= National Biotechnology Initiative Act =

The National Biotechnology Initiative Act is a bill introduced during the 119th Congress in the U.S. Senate and the U.S. House of Representatives. The bill is one of the major recommendations put forth by the National Security Commission on Emerging Biotechnology.

== Bill summary ==
The National Biotechnology Initiative Act (NBIA) aims to improve federal coordination on emerging biotechnology and streamline outdated and ineffective regulatory structures that inhibit biotechnology innovation.

Specifically, according to lawmakers, the legislation promotes federal coordination on biotechnology by establishing:

- A National Biotechnology Coordination Office (NBCO) within the Executive Office of the President to lead and coordinate federal biotechnology efforts by streamlining biotechnology regulation.

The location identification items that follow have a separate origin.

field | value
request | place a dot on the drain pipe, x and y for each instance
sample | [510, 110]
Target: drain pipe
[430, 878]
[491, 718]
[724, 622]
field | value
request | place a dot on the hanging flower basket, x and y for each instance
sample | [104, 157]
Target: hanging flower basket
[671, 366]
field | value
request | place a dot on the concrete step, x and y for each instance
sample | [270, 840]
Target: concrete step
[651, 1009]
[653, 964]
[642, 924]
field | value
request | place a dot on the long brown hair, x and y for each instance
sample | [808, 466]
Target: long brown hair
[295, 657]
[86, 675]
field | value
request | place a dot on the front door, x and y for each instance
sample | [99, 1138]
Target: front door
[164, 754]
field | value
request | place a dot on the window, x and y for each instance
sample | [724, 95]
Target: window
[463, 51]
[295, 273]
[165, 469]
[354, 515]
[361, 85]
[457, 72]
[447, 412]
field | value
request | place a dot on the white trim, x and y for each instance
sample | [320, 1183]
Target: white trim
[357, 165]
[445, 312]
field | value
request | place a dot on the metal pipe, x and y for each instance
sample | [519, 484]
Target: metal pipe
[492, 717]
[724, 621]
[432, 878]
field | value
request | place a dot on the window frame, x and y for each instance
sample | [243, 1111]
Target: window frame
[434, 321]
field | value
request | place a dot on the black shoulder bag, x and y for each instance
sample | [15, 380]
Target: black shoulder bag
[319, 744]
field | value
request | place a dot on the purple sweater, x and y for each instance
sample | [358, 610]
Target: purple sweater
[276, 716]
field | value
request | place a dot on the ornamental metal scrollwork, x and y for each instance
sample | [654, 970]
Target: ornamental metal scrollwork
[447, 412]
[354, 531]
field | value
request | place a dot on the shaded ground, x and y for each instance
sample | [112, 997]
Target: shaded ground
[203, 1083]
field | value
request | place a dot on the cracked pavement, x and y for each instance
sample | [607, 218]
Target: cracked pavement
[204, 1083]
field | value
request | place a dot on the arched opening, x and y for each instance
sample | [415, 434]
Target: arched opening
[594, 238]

The office would make these improvements by easing regulatory burdens for well-understood products, negotiating interagency agreements to create clear regulatory pathways, and working with the Office of Management and Budget in cases of disagreement among agencies. The NBCO would also publish a national biotechnology strategy every five years.
- A Principal Advisor to the President for Biotechnology, who would also serve as Director of the Coordination Office.
- An Interagency Committee to coordinate across federal departments and agencies.
- Clear roles and responsibilities for all federal departments and agencies engaged in biotechnology, including USDA, FDA, and EPA.

== Legislative support and activity ==
In April 2025, the Congressional Commissioners of the National Security Commission on Emerging Biotechnology introduced the NBIA in both the House and the Senate. Senators Todd Young and Alex Padilla introduced S.1387 and Representatives Stephanie Bice and Ro Khanna introduced H.R.2756.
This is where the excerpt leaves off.